Na verdade, os ditames do conto de fadas deveriam resultar numa união final entre Lucy e Peter: o jovem rico e impassível deixar-se-ia tocar pelo bom coração de Lucy e, contra todas as probabilidades, unir-se-ia àquela que era a sua salvadora. Mas esta é uma solução (o final feliz mais óbvio) de que o próprio filme zomba permanentemente, reconhecendo que a união entre Lucy e Peter não faz qualquer sentido, porque pertencem a mundos diferentes.
While You Were Sleeping vive neste limbo do anacronismo, entre o conjunto de character actors e artimanhas narrativas próprios do cinema clássico de Hollywood e a “desglamourização” realista da protagonista, uma verdadeira girl next door [Sandra Bullock traja mais simplesmente na festa de Natal dos Callaghan do que perdida na selva profunda de The Lost City (A Cidade Perdida, 2022)], entre a promessa do príncipe encantado na canção de Natalie Cole dos créditos iniciais (“This will be, an everlasting love / This will be, the one I’ve waited for / This will be, the first time anyone has loved me”) e o pragmatismo do chefe de Lucy quando ela anuncia que decidiu casar com um homem só porque ele é bonito e rico. São avanços e recuos, entre o plausível e o implausível, entre acreditar e não acreditar, troçando do gadget narrativo chamado “amnésia”, com um médico que tenta de forma entediada descrever um tipo de amnésia selectiva que possa explicar o facto de Peter não reconhecer Lucy. Se a colega de Lucy sublinha o absurdo da situação de Lucy, noiva de um homem com quem nunca teve sexo, nada há já de estranho em aceitar que Lucy possa aceitar o pedido de casamento de Jack, numa situação exactamente igual àquela que a colocaria frente a Peter. Em bom rigor, tal não deverá causar estranheza, pois Lucy apaixonou-se não por Jack, mas por toda a família Callaghan. Daí que o pedido de casamento venha, não apenas do pretendente, mas da família em peso, comprimida como um único rosto do outro lado do vidro. No fundo, aquilo que é o terror de Cary Grant no final de To Catch a Thief (Ladrão de Casaca, 1955) – a chegada iminente da sogra ao seu refúgio de solteirão – é para Lucy a felicidade suprema, porque ao casar com Jack, casa com uma família inteira.

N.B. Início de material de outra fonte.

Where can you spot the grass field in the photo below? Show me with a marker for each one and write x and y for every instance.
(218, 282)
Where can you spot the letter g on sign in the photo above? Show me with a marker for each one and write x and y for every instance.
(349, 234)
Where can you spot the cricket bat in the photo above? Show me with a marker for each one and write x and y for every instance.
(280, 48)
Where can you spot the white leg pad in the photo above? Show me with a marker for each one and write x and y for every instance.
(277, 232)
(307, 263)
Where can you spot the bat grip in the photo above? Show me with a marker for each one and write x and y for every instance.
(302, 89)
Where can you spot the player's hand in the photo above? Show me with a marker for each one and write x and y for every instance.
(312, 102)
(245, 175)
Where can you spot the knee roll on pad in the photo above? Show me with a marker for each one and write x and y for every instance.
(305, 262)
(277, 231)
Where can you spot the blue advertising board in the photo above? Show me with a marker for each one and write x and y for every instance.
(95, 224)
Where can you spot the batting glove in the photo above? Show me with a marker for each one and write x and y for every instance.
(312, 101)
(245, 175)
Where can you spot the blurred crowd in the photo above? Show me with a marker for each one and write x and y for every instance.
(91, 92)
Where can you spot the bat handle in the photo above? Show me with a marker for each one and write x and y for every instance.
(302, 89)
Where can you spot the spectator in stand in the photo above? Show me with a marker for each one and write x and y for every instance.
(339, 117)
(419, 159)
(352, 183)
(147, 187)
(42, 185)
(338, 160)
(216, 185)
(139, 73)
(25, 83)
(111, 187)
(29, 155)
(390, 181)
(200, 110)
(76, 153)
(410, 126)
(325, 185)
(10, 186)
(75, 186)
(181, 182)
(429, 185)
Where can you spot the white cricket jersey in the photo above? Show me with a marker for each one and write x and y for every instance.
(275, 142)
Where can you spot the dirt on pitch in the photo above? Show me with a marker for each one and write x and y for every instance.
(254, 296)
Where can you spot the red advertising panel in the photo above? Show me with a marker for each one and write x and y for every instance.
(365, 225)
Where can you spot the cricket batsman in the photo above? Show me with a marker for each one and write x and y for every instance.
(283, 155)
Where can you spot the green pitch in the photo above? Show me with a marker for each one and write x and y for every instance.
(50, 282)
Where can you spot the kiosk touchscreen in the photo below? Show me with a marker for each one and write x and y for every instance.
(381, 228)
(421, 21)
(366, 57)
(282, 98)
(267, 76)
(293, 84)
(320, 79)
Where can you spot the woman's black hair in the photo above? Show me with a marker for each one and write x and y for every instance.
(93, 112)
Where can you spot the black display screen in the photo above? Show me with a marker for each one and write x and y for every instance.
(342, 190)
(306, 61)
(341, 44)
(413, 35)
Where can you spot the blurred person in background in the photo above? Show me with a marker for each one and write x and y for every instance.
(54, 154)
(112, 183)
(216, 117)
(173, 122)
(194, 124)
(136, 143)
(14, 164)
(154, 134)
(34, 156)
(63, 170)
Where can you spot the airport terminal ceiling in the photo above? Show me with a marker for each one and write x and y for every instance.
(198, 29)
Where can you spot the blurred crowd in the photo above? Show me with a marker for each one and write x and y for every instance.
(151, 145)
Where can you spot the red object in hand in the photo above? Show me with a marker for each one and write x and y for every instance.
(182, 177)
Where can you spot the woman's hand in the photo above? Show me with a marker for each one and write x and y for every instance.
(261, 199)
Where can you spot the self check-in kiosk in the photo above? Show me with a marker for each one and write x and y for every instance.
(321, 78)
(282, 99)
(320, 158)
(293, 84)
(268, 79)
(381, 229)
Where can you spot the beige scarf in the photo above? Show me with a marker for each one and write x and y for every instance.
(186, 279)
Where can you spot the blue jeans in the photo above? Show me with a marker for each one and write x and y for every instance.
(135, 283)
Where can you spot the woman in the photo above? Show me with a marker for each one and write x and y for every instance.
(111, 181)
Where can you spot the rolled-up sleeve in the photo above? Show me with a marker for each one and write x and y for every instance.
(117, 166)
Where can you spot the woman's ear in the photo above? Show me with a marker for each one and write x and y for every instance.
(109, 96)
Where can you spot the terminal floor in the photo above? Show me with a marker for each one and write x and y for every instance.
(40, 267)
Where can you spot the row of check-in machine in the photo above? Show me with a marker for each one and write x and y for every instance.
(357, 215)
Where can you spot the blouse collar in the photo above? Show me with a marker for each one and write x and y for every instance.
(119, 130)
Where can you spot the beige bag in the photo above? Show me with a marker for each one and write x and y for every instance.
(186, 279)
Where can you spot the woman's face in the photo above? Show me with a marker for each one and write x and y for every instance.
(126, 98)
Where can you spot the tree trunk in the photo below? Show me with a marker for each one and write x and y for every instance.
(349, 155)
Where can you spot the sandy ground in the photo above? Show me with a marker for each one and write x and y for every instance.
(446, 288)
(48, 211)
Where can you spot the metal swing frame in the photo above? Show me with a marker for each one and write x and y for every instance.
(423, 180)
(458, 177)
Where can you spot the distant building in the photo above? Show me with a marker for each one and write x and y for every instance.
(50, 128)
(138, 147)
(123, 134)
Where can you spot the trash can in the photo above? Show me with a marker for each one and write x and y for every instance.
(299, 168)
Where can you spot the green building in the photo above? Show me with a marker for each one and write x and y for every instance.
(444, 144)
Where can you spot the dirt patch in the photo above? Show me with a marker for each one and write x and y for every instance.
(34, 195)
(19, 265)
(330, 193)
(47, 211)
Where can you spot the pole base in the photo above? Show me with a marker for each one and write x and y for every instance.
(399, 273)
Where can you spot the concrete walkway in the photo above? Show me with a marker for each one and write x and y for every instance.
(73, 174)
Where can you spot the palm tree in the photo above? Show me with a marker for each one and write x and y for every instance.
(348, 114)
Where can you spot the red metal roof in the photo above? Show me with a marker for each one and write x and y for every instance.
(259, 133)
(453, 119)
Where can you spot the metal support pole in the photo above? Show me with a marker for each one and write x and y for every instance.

No final, há o regresso à narração de Lucy para confirmação de uma verdade simples, ainda que pareça extremamente próxima – a vida nem sempre corre como se espera. Mas, pelo caminho, também há sonhos que se concretizam, sejam eles Florença ou o mundo. O chefe de Lucy diz-lhe que é suposto nascermos numa família, não alistar-se como um marine. Mas é Natal, deixemos Lucy viver o seu conto de fadas.